Function to compute ranks from the dual (regression rankscore) process.
Usage
ranks(v, score="wilcoxon", tau=0.5, trim = NULL)
Arguments
v
object of class "rq.process" generated by rq()
score
The score function desired. Currently implemented score functions
are "wilcoxon", "normal", and "sign"
which are asymptotically optimal for
the logistic, Gaussian and Laplace location shift models respectively.
The "normal" score function is also sometimes called van der Waerden scores.

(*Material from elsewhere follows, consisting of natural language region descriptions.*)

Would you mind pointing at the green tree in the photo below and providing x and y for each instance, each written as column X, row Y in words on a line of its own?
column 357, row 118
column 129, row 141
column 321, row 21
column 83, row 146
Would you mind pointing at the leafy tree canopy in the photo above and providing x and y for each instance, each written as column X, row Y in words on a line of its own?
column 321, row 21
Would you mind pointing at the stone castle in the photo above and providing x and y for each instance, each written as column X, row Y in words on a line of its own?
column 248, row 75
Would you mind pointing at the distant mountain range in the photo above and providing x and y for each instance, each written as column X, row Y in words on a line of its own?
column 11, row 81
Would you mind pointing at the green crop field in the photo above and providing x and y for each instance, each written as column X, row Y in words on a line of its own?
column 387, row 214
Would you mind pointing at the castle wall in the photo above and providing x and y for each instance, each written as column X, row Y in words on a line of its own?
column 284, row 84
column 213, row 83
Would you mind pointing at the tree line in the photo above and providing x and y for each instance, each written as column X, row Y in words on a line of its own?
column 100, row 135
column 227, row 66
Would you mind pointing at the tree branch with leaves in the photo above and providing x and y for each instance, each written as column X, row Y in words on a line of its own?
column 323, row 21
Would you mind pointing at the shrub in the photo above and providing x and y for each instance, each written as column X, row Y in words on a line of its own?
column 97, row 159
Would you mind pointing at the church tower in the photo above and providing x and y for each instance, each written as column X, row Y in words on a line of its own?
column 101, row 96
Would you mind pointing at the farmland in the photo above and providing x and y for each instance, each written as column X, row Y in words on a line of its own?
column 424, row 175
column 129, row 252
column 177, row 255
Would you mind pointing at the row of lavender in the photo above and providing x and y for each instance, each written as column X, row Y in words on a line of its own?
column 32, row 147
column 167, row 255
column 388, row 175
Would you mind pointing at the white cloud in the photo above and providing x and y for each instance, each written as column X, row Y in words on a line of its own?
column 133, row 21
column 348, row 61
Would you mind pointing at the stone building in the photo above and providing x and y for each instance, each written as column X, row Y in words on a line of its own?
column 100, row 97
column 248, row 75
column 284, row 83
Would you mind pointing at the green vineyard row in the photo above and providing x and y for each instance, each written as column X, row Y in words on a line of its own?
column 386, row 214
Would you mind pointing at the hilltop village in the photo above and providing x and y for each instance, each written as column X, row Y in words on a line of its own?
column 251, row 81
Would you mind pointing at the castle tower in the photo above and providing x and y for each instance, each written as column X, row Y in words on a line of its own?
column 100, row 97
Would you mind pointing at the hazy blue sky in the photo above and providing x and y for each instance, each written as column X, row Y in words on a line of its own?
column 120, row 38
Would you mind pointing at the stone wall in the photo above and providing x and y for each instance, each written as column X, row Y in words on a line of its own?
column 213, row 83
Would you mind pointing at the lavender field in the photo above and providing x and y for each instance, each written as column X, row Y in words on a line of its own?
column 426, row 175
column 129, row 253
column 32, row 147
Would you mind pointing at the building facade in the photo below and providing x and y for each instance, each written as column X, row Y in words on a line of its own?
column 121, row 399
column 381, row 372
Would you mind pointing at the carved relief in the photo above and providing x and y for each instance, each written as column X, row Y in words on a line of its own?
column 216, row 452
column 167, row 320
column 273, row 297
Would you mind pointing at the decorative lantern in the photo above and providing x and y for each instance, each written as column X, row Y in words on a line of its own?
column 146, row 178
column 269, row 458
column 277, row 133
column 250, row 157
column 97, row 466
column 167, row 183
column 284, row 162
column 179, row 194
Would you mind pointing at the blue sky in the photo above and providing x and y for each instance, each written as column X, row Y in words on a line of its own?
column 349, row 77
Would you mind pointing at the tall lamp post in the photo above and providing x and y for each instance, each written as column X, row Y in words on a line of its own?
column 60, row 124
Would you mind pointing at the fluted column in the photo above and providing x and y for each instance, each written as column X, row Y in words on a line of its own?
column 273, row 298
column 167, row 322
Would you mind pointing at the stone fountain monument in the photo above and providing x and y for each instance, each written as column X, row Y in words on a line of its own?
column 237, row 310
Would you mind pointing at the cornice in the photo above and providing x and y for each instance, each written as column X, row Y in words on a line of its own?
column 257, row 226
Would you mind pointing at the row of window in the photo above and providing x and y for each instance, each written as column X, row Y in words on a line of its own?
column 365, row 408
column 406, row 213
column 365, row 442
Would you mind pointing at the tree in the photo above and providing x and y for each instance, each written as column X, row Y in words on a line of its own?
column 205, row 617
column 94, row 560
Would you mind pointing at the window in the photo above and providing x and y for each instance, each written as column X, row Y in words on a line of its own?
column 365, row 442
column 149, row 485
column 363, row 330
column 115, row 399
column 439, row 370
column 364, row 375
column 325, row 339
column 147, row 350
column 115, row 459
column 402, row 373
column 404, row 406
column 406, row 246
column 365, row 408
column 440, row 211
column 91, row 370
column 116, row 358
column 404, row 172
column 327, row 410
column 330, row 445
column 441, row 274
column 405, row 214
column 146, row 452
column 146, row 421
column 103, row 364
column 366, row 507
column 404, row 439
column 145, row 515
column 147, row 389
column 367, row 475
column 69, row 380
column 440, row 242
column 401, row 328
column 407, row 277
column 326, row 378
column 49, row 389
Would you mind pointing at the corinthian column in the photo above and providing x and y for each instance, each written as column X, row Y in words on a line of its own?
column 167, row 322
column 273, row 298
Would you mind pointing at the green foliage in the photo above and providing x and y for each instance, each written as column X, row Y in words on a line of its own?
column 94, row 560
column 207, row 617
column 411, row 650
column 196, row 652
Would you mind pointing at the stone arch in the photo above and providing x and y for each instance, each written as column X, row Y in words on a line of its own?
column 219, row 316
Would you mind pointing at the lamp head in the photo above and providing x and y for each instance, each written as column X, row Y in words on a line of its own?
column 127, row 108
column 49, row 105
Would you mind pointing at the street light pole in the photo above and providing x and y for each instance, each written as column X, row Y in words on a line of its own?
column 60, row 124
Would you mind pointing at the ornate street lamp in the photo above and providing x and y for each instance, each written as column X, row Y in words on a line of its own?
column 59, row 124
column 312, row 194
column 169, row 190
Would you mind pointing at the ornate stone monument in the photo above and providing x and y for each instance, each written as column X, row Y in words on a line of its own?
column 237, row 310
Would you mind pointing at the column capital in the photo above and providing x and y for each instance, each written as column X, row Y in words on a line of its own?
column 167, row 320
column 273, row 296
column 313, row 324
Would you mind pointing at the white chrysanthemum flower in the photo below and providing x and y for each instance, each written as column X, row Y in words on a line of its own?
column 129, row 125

Also implemented are the "tau" which generalizes sign scores to an
arbitrary quantile, "interquartile" which is appropriate
for tests of scale shift, normalscale for Gaussian scale shift,
halfnormalscale for Gaussian scale shift only to the right of the median,
and lehmann for Lehmann local alternatives. See Koenker (2010) for
further details on the last three of these scores.
tau
the optional value of tau if the "tau" score function is used.
trim
optional trimming proportion parameter(s) – only applicable for the
Wilcoxon score function – when one value is provided there is symmetric
trimming of the score integral to the interval (trim, 1-trim), when
there are two values provided, then the trimming restricts the integration
to (trim[1], trim[2]).
Details
See GJKP(1993) for further details.
Value
The function returns two components. One is the ranks, the
other is a scale factor which is the L_2 norm of the score
function. All score functions should be normalized to have mean zero.
References
Gutenbrunner, C., J. Jureckova, Koenker, R. and Portnoy,
S. (1993) Tests of linear hypotheses based on regression
rank scores, Journal of Nonparametric Statistics, (2), 307–331.
Koenker, R. Rank Tests for Heterogeneous Treatment Effects with Covariates, preprint.